A concepção adventista do sétimo dia sobre a guarda mandatória do sábado para cristãos, sua visão do sábado como selo e caminho para a salvação, embora enraizada na história e na tradição do movimento iniciado por Bates, White e outros, requer reavaliação à luz da teologia bíblica completa. A compreensão do sábado e sua relevância para os cristãos hoje deve ser enraizada na totalidade da revelação bíblica, reconhecendo Cristo como o cumprimento da lei e o centro da nossa fé e prática.
Os adventistas do sétimo dia, assim como todos os cristãos, são convidados a explorar o sábado não apenas como uma questão de observância de um dia específico, mas como um convite ao descanso espiritual e à celebração da redenção em Cristo. Esta perspectiva reconhece o valor e a importância do sábado no contexto bíblico, enquanto centraliza a nova aliança estabelecida através da morte e ressurreição de Jesus como a fundação da nossa salvação e identidade cristã.
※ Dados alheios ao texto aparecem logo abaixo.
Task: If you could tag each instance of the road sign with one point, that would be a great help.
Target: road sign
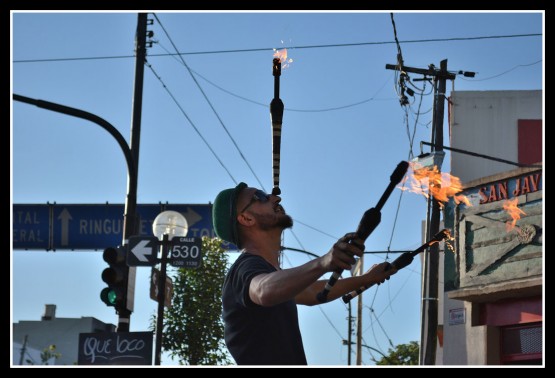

Em última análise, o caminho para uma compreensão bíblica e teologicamente sólida do sábado e sua aplicação na vida dos cristãos hoje passa pelo reconhecimento de Jesus como nosso eterno descanso. Neste descanso, encontramos nossa verdadeira justificação, santificação e redenção.
Conclusão
O uso da palavra “lei” na Bíblia raramente se refere exclusivamente aos Dez Mandamentos. Tanto no Antigo quanto no Novo Testamento, a lei geralmente é entendida como a totalidade dos mandamentos e ordenanças dados por Deus, não apenas o decálogo.
Insistir que as referências à lei no Novo Testamento sempre se referem aos Dez Mandamentos, incluindo o sábado, é impor uma interpretação estreita que não leva em conta o contexto mais amplo. Sob a nova aliança, somos chamados a viver pela fé em Cristo, não pela observância legalista de dias especiais.
Nossa verdadeira paz e descanso são encontrados em Cristo, que nos convida a vir a Ele e encontrar descanso para nossas almas (Mateus 11:28-30). Nele, não há condenação (Romanos 8:1), mas vida e liberdade (João 8:36).
Referências
[1] “The Meaning of ‘Torah’ in the Old Testament”, em “Theological Wordbook of the Old Testament”, ed. R. Laird Harris, Gleason L. Archer Jr. e Bruce K. Waltke, pp. 403-405.
[2] Ellen G. White, “Patriarcas e Profetas”, p. 365.
[3] “Nomos”, em “The New International Dictionary of New Testament Theology”, ed. Colin Brown, vol. 2, pp. 439-446.
[4] Ellen G. White, “Mensagens Escolhidas”, vol. 1, p. 234.
[5] Ellen G. White, “Conselhos Sobre a Escola Sabatina”, p. 181.